WAD Counting things with TPIPE /grep

vefatica · Jun 3, 2012

From the help for TPIPE /grep

Code:

CountMatches - 1 to only output a count of the number of matches

Apparently, this will count the characters (very slowly).

Code:

v:\> type 116402.txt | tpipe /grep=2,0,0,0,1,0,0,0,.
3968262

And this will count the lines:

Code:

v:\> type 116402.txt | tpipe /grep=3,0,0,0,1,0,0,0,.
116402

This counts words, but in the process, outputs 116402 blank lines!

Code:

type 116402.txt | tpipe /grep=2,0,0,0,1,0,0,0,"[^ \t\r\n]*"
(116402 blank lines here)
582010

vefatica · Jun 3, 2012

vefatica said:
From the help for TPIPE /grep

Code:

CountMatches - 1 to only output a count of the number of matches

Here's a simpler example, showing a blank line output for every line in the file.

Code:

v:\> echo My^r^ndog^r^nhas^r^nfleas. > doggie.txt v:\> tpipe /input=doggie.txt /grep=2,0,0,0,1,0,0,0,"[^ \t\r\n]*" 4 v:\>

rconn · Jun 3, 2012

vefatica said:
From the help for TPIPE /grep

Code:

CountMatches - 1 to only output a count of the number of matches

Apparently, this will count the characters (very slowly).

Code:

v:\> type 116402.txt | tpipe /grep=2,0,0,0,1,0,0,0,. 3968262

That's an *incredibly* inefficient way of calling TPIPE ...

Code:
And this will count the lines:

Code:

v:\> type 116402.txt | tpipe /grep=3,0,0,0,1,0,0,0,. 116402

See above.

Code:
This counts words, but in the process, outputs 116402 blank lines!

Code:

type 116402.txt | tpipe /grep=2,0,0,0,1,0,0,0,"[^ \t\r\n]*" (116402 blank lines here) 582010

Without your mystery "116402.txt" file, there's probably no point in my even looking at this.

What's with your insistence on TYPE'ing the file and piping the output to TPIPE?

Steve Fabian · Jun 3, 2012

rconn said:
What's with your insistence on TYPE'ing the file and piping the output to TPIPE?

Could it be the name tPIPE? It seems to IMPLY pipes as its primary use...

rconn · Jun 3, 2012

You're inferring a relationship that doesn't exist.
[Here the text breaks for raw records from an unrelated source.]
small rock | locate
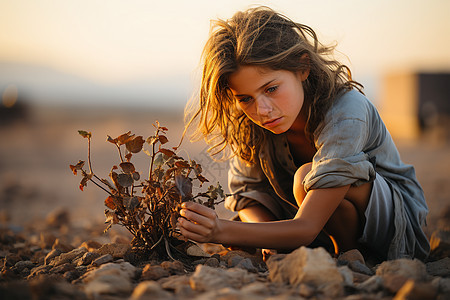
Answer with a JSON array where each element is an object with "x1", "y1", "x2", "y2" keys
[
  {"x1": 52, "y1": 238, "x2": 74, "y2": 253},
  {"x1": 77, "y1": 252, "x2": 100, "y2": 266},
  {"x1": 92, "y1": 254, "x2": 114, "y2": 267},
  {"x1": 267, "y1": 247, "x2": 344, "y2": 297},
  {"x1": 161, "y1": 260, "x2": 185, "y2": 275},
  {"x1": 130, "y1": 281, "x2": 175, "y2": 300},
  {"x1": 356, "y1": 275, "x2": 383, "y2": 293},
  {"x1": 376, "y1": 258, "x2": 428, "y2": 281},
  {"x1": 190, "y1": 265, "x2": 256, "y2": 292},
  {"x1": 80, "y1": 240, "x2": 102, "y2": 252},
  {"x1": 394, "y1": 280, "x2": 438, "y2": 300},
  {"x1": 95, "y1": 244, "x2": 131, "y2": 258},
  {"x1": 14, "y1": 260, "x2": 35, "y2": 273},
  {"x1": 204, "y1": 257, "x2": 219, "y2": 268},
  {"x1": 45, "y1": 208, "x2": 70, "y2": 228},
  {"x1": 426, "y1": 257, "x2": 450, "y2": 277},
  {"x1": 44, "y1": 249, "x2": 62, "y2": 265},
  {"x1": 82, "y1": 262, "x2": 136, "y2": 298},
  {"x1": 236, "y1": 258, "x2": 258, "y2": 273},
  {"x1": 51, "y1": 263, "x2": 75, "y2": 273},
  {"x1": 40, "y1": 232, "x2": 56, "y2": 249},
  {"x1": 228, "y1": 255, "x2": 244, "y2": 268},
  {"x1": 338, "y1": 249, "x2": 365, "y2": 264},
  {"x1": 141, "y1": 264, "x2": 170, "y2": 280},
  {"x1": 27, "y1": 265, "x2": 52, "y2": 279},
  {"x1": 50, "y1": 247, "x2": 87, "y2": 266},
  {"x1": 383, "y1": 274, "x2": 408, "y2": 294},
  {"x1": 348, "y1": 260, "x2": 375, "y2": 276},
  {"x1": 158, "y1": 275, "x2": 192, "y2": 293}
]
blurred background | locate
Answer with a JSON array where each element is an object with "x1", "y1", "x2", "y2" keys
[{"x1": 0, "y1": 0, "x2": 450, "y2": 234}]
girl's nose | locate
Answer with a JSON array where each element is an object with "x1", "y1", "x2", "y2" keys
[{"x1": 256, "y1": 95, "x2": 273, "y2": 116}]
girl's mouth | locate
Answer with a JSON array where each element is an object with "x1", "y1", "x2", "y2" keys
[{"x1": 263, "y1": 117, "x2": 282, "y2": 128}]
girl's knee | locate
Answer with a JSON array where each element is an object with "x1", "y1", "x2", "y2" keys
[{"x1": 294, "y1": 163, "x2": 312, "y2": 206}]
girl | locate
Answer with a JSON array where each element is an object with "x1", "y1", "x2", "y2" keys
[{"x1": 179, "y1": 7, "x2": 429, "y2": 259}]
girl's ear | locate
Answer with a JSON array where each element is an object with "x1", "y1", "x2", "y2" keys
[{"x1": 298, "y1": 53, "x2": 311, "y2": 82}]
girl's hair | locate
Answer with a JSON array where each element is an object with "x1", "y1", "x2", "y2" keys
[{"x1": 185, "y1": 7, "x2": 361, "y2": 163}]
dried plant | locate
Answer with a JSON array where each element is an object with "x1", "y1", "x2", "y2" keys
[{"x1": 70, "y1": 121, "x2": 225, "y2": 259}]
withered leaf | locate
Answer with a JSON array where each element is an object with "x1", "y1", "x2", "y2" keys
[
  {"x1": 79, "y1": 174, "x2": 92, "y2": 191},
  {"x1": 125, "y1": 136, "x2": 145, "y2": 153},
  {"x1": 158, "y1": 135, "x2": 169, "y2": 145},
  {"x1": 159, "y1": 148, "x2": 176, "y2": 157},
  {"x1": 123, "y1": 197, "x2": 139, "y2": 211},
  {"x1": 119, "y1": 162, "x2": 136, "y2": 174},
  {"x1": 153, "y1": 153, "x2": 164, "y2": 168},
  {"x1": 197, "y1": 174, "x2": 209, "y2": 184},
  {"x1": 116, "y1": 131, "x2": 134, "y2": 146},
  {"x1": 106, "y1": 135, "x2": 117, "y2": 144},
  {"x1": 69, "y1": 160, "x2": 84, "y2": 175},
  {"x1": 78, "y1": 130, "x2": 92, "y2": 139},
  {"x1": 125, "y1": 153, "x2": 133, "y2": 161},
  {"x1": 105, "y1": 196, "x2": 116, "y2": 210},
  {"x1": 117, "y1": 174, "x2": 133, "y2": 187},
  {"x1": 175, "y1": 160, "x2": 191, "y2": 168},
  {"x1": 131, "y1": 172, "x2": 141, "y2": 181},
  {"x1": 105, "y1": 210, "x2": 119, "y2": 225},
  {"x1": 146, "y1": 135, "x2": 159, "y2": 145},
  {"x1": 175, "y1": 175, "x2": 192, "y2": 200}
]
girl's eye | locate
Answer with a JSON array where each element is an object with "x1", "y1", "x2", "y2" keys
[
  {"x1": 266, "y1": 85, "x2": 278, "y2": 93},
  {"x1": 238, "y1": 97, "x2": 252, "y2": 103}
]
There are lots of different kinds of "pipes" -- in this case, I called it "TPIPE" because it's based on the "TextPipe Engine".

I've said in several previous messages that piping input & output is the slowest possible usage. TYPE'ing a file and piping it to TPIPE is at least an order of magnitude slower than simply passing TPIPE the filename.

vefatica · Jun 3, 2012

rconn said:
Without your mystery "116402.txt" file, there's probably no point in my even looking at this.

There's nothing special about that file or about piping. Whenever you count words (as below), it outputs a blank line for every line in the file (whereas it's supposed to output only the count). Didn't you see my simple example?

Code:

v:\> echo My^r^ndog^r^nhas^r^nfleas. > doggie.txt
 
v:\> tpipe /input=doggie.txt /grep=2,0,0,0,1,0,0,0,"[^ \t\r\n]*"
 
 
 
 
4
 
v:\>

rconn · Jun 3, 2012

vefatica said:
There's nothing special about that file or about piping. Whenever you count words (as below), it outputs a blank line for every line in the file (whereas it's supposed to output only the count). Didn't you see my simple example?

Code:

v:\> echo My^r^ndog^r^nhas^r^nfleas. > doggie.txt v:\> tpipe /input=doggie.txt /grep=2,0,0,0,1,0,0,0,"[^ \t\r\n]*" 4 v:\>

Your line should be:

tpipe /input=doggie.txt /grep=5,0,0,0,1,0,0,0,"[^ \t\r\n]*"

The "2" is telling TPIPE to extract (and output) all the matching lines; "5" tells it to remove them.

The help for "CountMatches" has a typo; it should read:

CountMatches - 1 to output a count of the number of matches

vefatica · Jun 3, 2012

rconn said:
Your line should be:

tpipe /input=doggie.txt /grep=5,0,0,0,1,0,0,0,"[^ \t\r\n]*"

The "2" is telling TPIPE to extract (and output) all the matching lines; "5" tells it to remove them.

The help for "CountMatches" has a typo; it should read:

CountMatches - 1 to output a count of the number of matches

That only works because *all* lines match. What if only *some* lines matched?

Code:

v:\> tpipe /input=doggie.txt /grep=5,0,0,0,1,0,0,0,dog
My
has
fleas.
1

Steve Fabian · Jun 3, 2012

rconn said:
You're inferring a relationship that doesn't exist. There are lots of different kinds of "pipes" -- in this case, I called it "TPIPE" because it's based on the "TextPipe Engine".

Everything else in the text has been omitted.